Recent studies have shown that an increased ER stress response in epithelial cells promotes colitis. Importantly, mutations in XBP1, a key component of this response, have been associated with CD.55 In the current study, DSS-induced colitis resulted in an increase expression of ER stress markers in WT mice, while they were downregulated in the AhR−/+ mice. Furthermore, increased IL-10 expression in the latter group may have also reduced the stress response associated with colitis.56 It is also possible that the ER stress response during colitis facilitates AhR signaling and their reciprocal induction leads to the inflammatory response associated with DSS-induced colitis.57
The effect of AhR activation on T cells is ligand-dependent.

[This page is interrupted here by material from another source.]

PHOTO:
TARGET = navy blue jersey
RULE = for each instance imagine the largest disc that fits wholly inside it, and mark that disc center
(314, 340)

TCDD induces persistent activation of AhR in Treg cells.11 On the other hand, dietary-derived, short-acting ligands, such as FICZ (6-formylindolo, 3, 2-b-carbazole) induce Th17 differentiation.58 The relative abundance of the different ligands, along with the AhR system polymorphisms, may further modulate the response.59, 60 In our DSS model, AhR activation most likely occurred through dietary (i.e., FICZ) and endogenous ligands with similar kinetics, thus explaining the upregulation of IL-17 and ROR-γ. The increased expression of colonic macrophages in WT mice compared to AhR−/+ further supports the role of this receptor in colitis. Recent in vitro studies in macrophages described an ARNT-independent, nongenomic pathway downstream of AhR that induces an inflammatory response.61 We hypothesize that low AhR expression may be coupled with the classical signal that downregulates macrophage function, whereas increased receptor expression preferentially activate the nongenomic pathway and hence promotes inflammation.

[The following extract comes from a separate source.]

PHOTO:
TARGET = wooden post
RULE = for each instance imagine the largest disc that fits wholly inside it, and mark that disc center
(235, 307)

Our studies in patients without IBD indicate that AhR is mainly expressed in the epithelial layer. Nevertheless, this translated to minimal activation of this pathway and likely fulfills a physiologic role such as cell cycle regulation and metabolism of diet-derived xenobiotics. AhR is important for the development of Th17 cells and can upregulate human macrophage expression of IL-8.24 These activities are highly relevant for the ongoing intestinal inflammation of IBD patients. The robust AhR activation shown in our CD patients was secondary to the influx of lamina propria AhR+ mononuclear cells, like macrophages and T cells. Consistent with this observation, we found high IL-8 expression that mirrored the AhR classical target, CYP1A1.
In summary, we provide novel evidence that dysregulated expression of the AhR alters the outcome of colitis. The extreme phenotypes of AhR null and WT groups indicate that the AhR pathway fulfills both tissue homeostatic and inflammatory roles. Furthermore, we show that AhR pathway activation distinguishes CD patients from healthy controls. Modulation of this pathway through diet, cigarette smoking cessation, as well as pharmacological antagonism of the AhR could be viable strategies for the treatment of IBD.